Bert Jansch est une légende du folk anglais. Pas moins. Il débute sa carrière en 1966 sous son propre nom. Il sort dans la foulée un disque avec son vieux copain de roots, John Renbourn. Ils fondent ensemble Pentangle. Basket Of Light est leur acmé. Les deux musiciens poursuivent l’aventure, chacun de son côté. Contrairement à John qui s’adonne aux instrumentaux, Bert, lui, compose de vraies chansons. 1980. Alors qu’une nouvelle génération synthétique explose sur les ondes, le daron du folk enregistre Thirteen Down, un très grand disque méconnu enchaînant les joyaux, tous enluminés de Fender Rhodes. Ask Your Daddy sera même repris dans une publicité dont nous tairons l’enseigne. Bref, Bert est cool et fait désormais partie intégrante de la pop culture. 

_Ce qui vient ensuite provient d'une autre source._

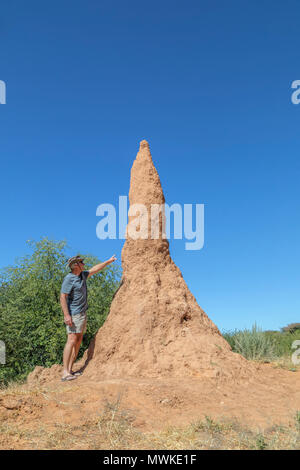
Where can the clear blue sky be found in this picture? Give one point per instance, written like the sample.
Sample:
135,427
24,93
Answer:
208,84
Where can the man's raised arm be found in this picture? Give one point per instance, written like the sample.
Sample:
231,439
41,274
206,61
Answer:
95,269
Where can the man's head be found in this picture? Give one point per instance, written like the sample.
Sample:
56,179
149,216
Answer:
76,264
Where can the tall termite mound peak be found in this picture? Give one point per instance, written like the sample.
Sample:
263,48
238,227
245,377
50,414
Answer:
155,326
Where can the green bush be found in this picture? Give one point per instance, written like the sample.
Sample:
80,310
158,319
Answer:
253,344
31,320
283,341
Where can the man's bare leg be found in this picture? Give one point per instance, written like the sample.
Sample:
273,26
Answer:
75,350
68,352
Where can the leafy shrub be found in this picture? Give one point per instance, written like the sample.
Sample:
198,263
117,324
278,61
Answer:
253,344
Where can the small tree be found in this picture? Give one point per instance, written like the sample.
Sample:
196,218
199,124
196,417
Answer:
31,320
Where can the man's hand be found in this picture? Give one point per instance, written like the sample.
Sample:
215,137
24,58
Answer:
68,320
112,259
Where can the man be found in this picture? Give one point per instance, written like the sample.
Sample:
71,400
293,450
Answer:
73,300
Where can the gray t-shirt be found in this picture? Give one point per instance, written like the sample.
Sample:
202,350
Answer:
75,287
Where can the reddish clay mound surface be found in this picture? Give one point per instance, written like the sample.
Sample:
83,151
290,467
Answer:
159,348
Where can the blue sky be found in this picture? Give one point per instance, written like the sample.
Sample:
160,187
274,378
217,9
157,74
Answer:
208,84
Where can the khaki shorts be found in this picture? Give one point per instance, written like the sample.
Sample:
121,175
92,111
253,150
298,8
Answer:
79,323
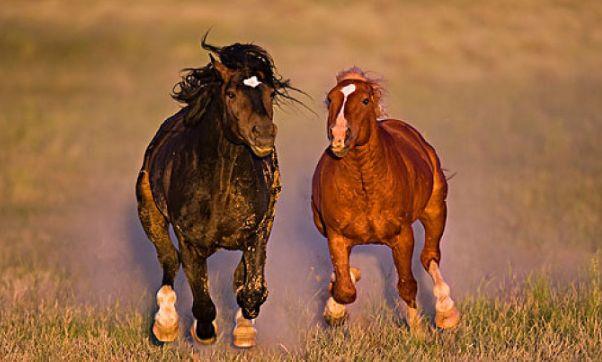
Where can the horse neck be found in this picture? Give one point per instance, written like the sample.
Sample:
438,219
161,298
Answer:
212,136
370,161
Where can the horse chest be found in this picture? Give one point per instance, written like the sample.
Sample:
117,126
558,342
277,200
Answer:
220,205
357,217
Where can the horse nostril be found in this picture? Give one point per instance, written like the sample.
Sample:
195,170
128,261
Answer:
255,131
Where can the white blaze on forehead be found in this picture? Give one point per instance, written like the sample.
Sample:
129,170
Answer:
340,127
251,82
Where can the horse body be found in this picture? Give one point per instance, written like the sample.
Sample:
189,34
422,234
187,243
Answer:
374,181
214,192
379,188
211,171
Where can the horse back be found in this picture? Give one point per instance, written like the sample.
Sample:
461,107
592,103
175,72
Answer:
157,161
419,156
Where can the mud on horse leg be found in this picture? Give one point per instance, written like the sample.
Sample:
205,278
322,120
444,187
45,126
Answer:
204,327
251,292
335,313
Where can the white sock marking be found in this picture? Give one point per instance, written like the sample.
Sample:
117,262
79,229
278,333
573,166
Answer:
440,290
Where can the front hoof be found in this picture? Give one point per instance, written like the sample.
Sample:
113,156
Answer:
206,341
244,334
335,314
165,326
448,319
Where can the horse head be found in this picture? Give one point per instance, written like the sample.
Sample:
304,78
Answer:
353,107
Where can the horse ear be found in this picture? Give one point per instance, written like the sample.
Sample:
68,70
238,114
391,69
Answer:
223,71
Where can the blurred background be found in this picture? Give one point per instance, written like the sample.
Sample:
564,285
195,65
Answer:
508,92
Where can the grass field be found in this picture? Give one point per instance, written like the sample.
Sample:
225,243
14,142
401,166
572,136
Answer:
507,92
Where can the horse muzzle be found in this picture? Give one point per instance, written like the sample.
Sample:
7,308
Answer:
263,138
339,141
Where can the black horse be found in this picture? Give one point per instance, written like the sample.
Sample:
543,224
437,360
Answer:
211,171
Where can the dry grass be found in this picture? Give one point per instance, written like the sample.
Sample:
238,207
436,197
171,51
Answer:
508,92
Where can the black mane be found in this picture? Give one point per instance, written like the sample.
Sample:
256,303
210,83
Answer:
198,85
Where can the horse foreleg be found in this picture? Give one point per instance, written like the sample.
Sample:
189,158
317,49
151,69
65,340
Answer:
204,327
165,325
251,292
433,220
447,315
403,248
335,313
342,285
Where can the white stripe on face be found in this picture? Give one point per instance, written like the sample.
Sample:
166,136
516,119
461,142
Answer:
251,82
340,127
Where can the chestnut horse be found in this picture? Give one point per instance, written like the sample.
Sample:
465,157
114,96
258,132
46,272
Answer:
374,181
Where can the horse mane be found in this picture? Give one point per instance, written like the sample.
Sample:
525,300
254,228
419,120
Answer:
356,73
198,86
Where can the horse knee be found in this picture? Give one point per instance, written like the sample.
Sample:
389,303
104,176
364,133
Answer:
428,255
408,288
344,293
250,299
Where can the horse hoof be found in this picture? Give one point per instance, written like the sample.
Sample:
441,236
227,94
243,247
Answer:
356,275
205,342
165,326
448,319
335,314
244,334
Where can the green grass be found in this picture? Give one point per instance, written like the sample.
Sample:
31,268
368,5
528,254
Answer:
535,321
508,93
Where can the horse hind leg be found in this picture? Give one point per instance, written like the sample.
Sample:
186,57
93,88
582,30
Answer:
403,248
165,325
433,220
244,333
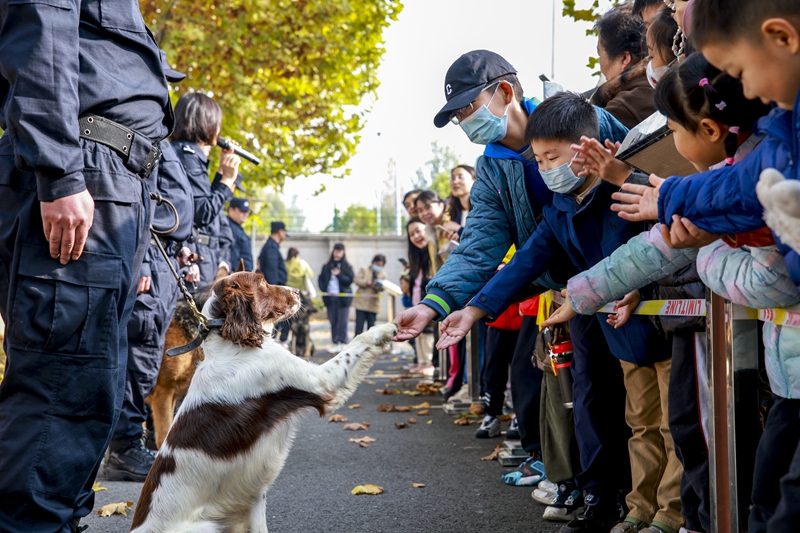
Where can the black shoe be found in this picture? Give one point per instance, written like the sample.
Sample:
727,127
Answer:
597,516
132,462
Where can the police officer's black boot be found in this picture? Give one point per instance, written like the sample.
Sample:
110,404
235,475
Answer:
128,460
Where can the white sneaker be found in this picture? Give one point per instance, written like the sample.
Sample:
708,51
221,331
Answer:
490,427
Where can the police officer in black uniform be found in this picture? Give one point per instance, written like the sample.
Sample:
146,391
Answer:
128,459
238,211
198,119
84,107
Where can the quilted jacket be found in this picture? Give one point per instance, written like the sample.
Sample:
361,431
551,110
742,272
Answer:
506,208
724,201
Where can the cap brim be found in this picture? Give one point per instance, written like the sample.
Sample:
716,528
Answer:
457,102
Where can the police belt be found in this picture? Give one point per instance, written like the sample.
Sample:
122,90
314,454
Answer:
120,139
206,240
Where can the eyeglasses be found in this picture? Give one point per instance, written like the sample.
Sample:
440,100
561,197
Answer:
461,114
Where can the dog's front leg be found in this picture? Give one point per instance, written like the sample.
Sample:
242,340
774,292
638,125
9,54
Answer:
342,374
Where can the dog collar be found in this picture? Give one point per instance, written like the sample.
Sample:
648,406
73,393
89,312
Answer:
205,329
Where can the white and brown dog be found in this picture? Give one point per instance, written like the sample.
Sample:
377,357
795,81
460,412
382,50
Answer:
233,432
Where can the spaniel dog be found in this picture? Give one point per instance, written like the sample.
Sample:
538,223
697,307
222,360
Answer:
231,436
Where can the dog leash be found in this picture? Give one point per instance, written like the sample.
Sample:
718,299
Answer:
205,324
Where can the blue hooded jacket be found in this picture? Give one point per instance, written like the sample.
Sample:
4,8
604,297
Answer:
588,233
724,201
507,200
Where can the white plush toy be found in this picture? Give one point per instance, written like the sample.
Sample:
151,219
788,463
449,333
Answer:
781,200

Pour tout un chacun, Pete Townshend c’est les Who. Basta. En 1977, alors qu’il compte un album solo à son actif (1972), il sort ce Rough Mix avec son vieux pote des Faces Ronnie Lane, celui à qui l’on doit le magnifique Debris – entre autres. Le disque bien que détendu est tout à fait recommandable, fourmillant de chansons formidablement bien écrites et arrangées avec goût. C’est un grand disque méconnu en cette fin de décennie confuse, de ces galettes qui vous réconcilient avec l’intelligence et l’honnêteté, fait notable en ces temps de prog rock gonflé à l’hélium et de pitreries punks. 

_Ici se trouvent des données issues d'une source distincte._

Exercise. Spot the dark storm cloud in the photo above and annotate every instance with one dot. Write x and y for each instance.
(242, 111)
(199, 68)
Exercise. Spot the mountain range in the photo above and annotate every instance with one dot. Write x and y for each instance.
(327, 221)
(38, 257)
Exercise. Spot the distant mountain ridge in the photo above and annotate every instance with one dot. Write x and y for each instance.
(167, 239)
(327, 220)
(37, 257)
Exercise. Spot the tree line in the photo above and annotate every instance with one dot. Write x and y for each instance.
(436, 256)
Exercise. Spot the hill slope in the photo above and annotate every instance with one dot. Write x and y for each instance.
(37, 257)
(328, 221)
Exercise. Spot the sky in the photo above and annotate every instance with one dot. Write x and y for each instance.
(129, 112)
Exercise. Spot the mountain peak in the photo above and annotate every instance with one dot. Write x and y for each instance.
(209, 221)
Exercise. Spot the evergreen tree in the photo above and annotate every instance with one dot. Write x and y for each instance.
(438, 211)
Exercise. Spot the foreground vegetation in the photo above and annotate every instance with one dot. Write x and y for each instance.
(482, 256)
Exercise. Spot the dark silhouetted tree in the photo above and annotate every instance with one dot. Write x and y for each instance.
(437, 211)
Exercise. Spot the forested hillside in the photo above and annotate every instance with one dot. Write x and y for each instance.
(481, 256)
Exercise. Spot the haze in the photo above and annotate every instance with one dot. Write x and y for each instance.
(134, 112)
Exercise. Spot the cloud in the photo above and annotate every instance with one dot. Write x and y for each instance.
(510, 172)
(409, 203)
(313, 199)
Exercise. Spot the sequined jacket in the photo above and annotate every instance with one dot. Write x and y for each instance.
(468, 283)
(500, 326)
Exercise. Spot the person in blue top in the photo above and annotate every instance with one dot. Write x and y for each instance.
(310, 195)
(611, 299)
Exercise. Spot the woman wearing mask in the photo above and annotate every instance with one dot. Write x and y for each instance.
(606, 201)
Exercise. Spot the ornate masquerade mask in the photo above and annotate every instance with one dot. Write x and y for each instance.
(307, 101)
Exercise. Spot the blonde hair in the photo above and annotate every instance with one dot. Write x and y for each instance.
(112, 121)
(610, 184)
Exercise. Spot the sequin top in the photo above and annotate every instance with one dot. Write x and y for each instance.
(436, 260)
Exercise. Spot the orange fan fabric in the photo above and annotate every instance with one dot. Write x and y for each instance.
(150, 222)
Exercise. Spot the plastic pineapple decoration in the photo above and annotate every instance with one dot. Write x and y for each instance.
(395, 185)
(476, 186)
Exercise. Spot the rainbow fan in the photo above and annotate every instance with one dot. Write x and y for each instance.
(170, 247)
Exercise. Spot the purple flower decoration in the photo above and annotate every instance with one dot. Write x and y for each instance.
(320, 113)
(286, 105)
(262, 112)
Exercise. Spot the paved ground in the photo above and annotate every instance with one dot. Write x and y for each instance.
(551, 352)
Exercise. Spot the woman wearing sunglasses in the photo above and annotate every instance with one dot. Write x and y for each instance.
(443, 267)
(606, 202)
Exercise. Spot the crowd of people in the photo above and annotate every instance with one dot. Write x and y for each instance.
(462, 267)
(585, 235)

La fin des Beatles fut un séisme et comme on peut l’imaginer, Fab et Fans ne s’en remettront jamais. Enfin presque. Si Lennon et Macca balancent des classiques estampillés 70s, George Harrison aura tout donné en un seul disque, le légendaire All Things Must Pass. Malgré une production régulière, le Quiet Beatle commet des albums dispensables jusqu’en 1979 où il amorce alors un come-back sur le circuit de la pop. Bien que découvert sur le tard, cette galette nous apparait dans sa perfection comme une réjouissante source de jouvence. Très en forme, George aligne une suite impressionnante de chansons ultra mélodiques, taillées pour les ondes… Et gravées dans nos cœurs. 

Un grand merci à Qweentiiiine Taraintinôôô qui s’offre toujours le luxe d’enluminer ses films de bandes originales ne dérogeant pas à la règle de l’originalité, donc. Dans la tracklist de son dernier film, Once Upon A Time In Hollywood, deux morceaux de Paul Revere & The Raiders, garage band à jabot pop à qui l’on doit de nombreux succès et de substantiels hymnes comme Kicks, chanson anti-drogues deux avant The Pusher de Steppenwolf. En 1969, le groupe sort Hard 'n’Heavy (with marshmallow) et le titre vaut pour avertissement. En cette année de pessimisme grandissant, un festival de crimes s’abat sur la paisible Californie. Tout cela n’entame en rien l’indécrottable optimisme de Revere qui balance du lourd mais avec du sucre. Tout est bon sans être génial, addictif sans être trop profond. On garde l’ensemble, de Mr. Sun, Mr. Moon à Call On Me en passant par Time After Time, Trishalana, Cinderella Sunshine. Un California Dreamin’ bis pour conjurer le cauchemar. 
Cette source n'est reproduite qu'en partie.